Another compelling hour has both secrets and premature babies see the light of day, as the looming mysteries remain inscrutable – for now.
This recap of The Nest Season 1, Episode 3 contains spoilers. You can check out our thoughts on the previous episode by clicking these words.
The Nest Episode 3 proves the BBC’s thriller to be as confident and twisty as ever, with another revelatory hour sure to put people off surrogacy for quite some time. As we return to the show and find Kaya (Mirren Mack) 24 weeks pregnant and in a love-dovey sexual relationship with young Jack (Samuel Paul Small), the key dramatic question of who is going to spill the beans about her background looms large. While shady businessman Dan (Martin Compston) is well-aware that the young girl carrying he and his wife Emily’s (Sophie Rundle) child stabbed a pregnant woman to death when she was just 11 years old, he’s reticent to let the truth out for fear of what it might do to his marriage and the unborn nipper he’s hoping Kaya will part with when the time comes. It’s his sister Hilary (Fiona Bell) who gives the game away in the end, in part to protect her son Jack, who is perfectly willing to throw away his bright academic future for this young girl he barely knows.

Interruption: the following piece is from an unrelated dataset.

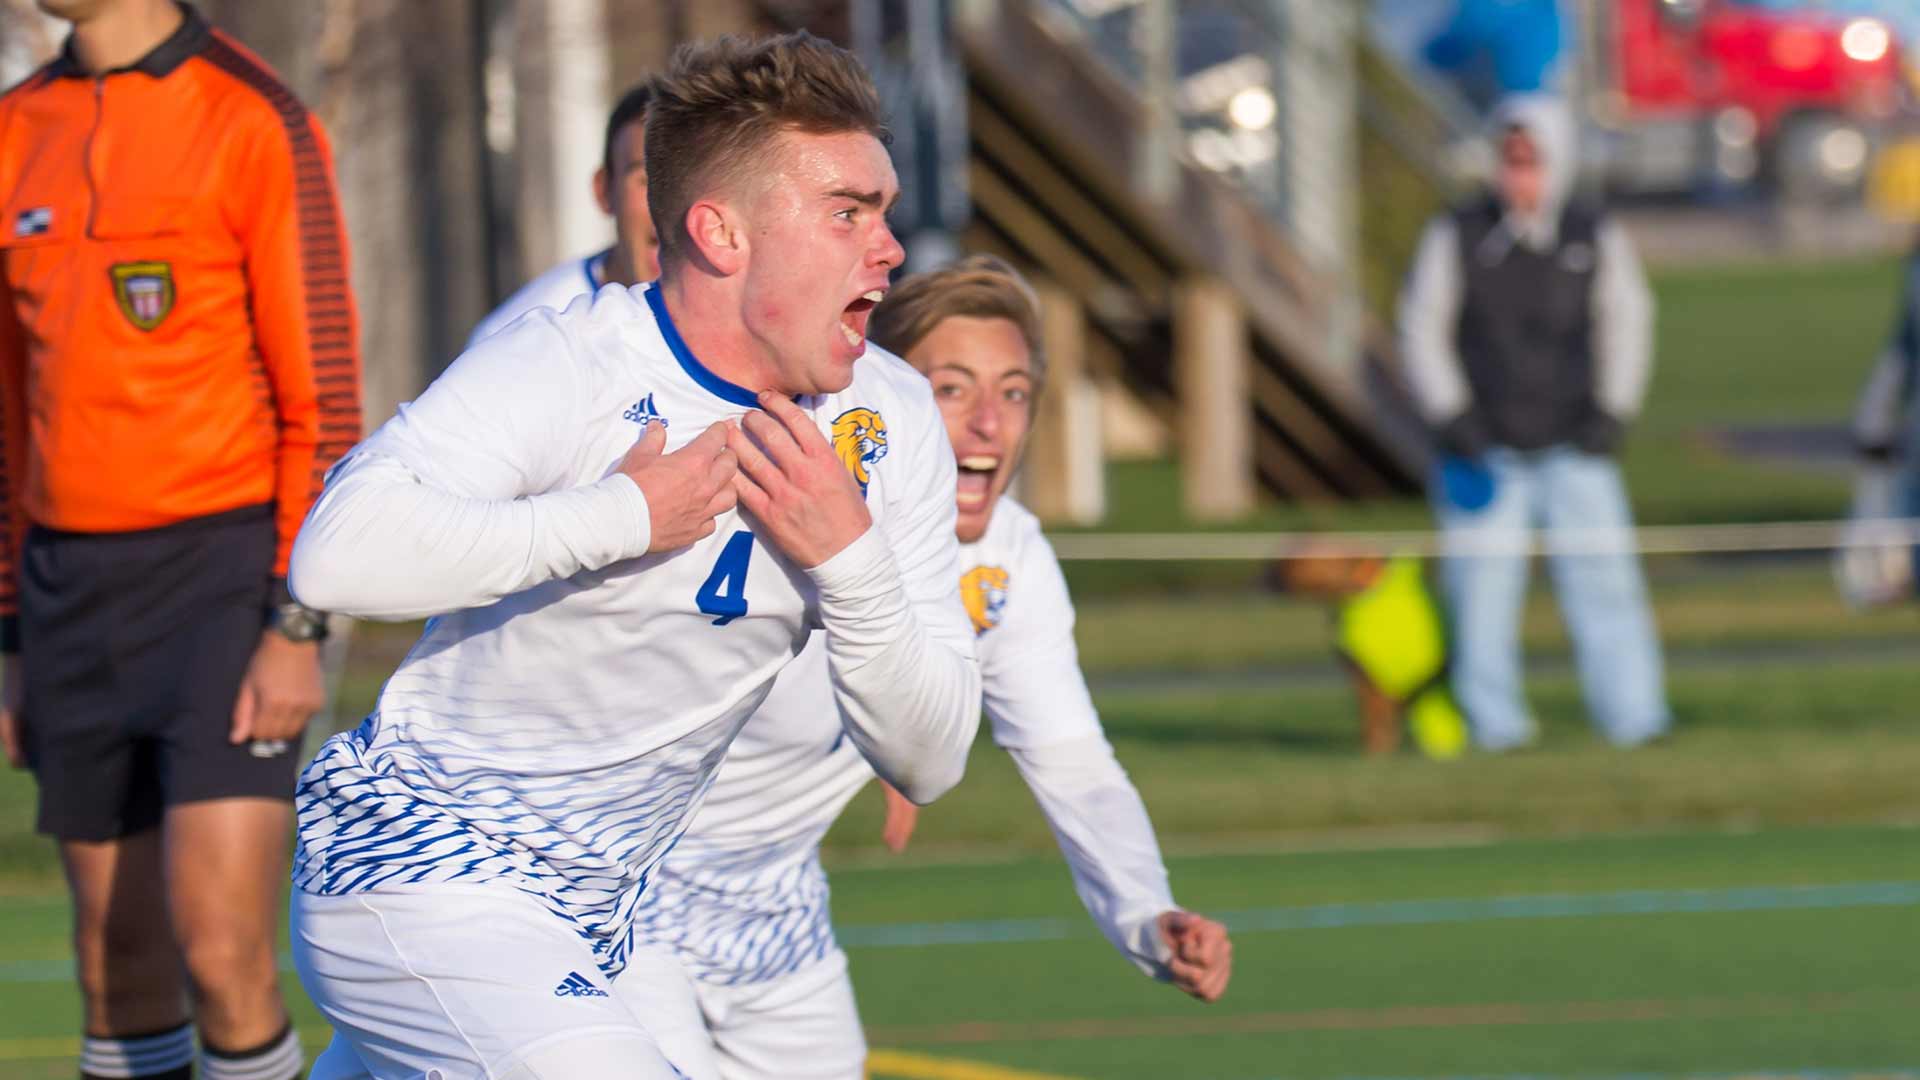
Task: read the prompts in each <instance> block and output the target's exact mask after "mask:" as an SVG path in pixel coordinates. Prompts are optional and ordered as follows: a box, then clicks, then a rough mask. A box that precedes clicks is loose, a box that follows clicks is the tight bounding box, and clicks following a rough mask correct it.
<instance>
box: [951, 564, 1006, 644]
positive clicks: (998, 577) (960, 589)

But while this bit of business comprises the lion’s share of The Nest Episode 3, it isn’t the only question we’re left with. The matter of who killed Kaya’s junkie neighbor Doddy remains a crucial matter, and everyone’s a suspect in his demise, from Kaya herself, to Dan, to Kaya’s social worker James (James Harkness) and Dan’s enigmatic business associate Souter (David Hayman), who might be up to far more than the local boy-done-good is entirely aware of.
Questions, questions. And then, of course, whether the baby Kaya’s carrying will survive the ordeal. After Jack confronts her at a swanky ball, Kaya disappears; he finds her later the next day, unconscious and unresponsive out by a waterfall, and the baby is born via emergency C-section. Kept alive in an incubator, for now, the baby is still the legal child of Kaya until she decides otherwise, which we’re reminded about here – one assumes not coincidentally.
Keeping all this together is the compelling Mirren Mack, who has the mode-switching ability of a psychopath but the neediness and emotional vulnerability of someone robbed of their childhood by trauma and tragedy. What exactly her endgame is remains a mystery – but one that seems to be worth unraveling.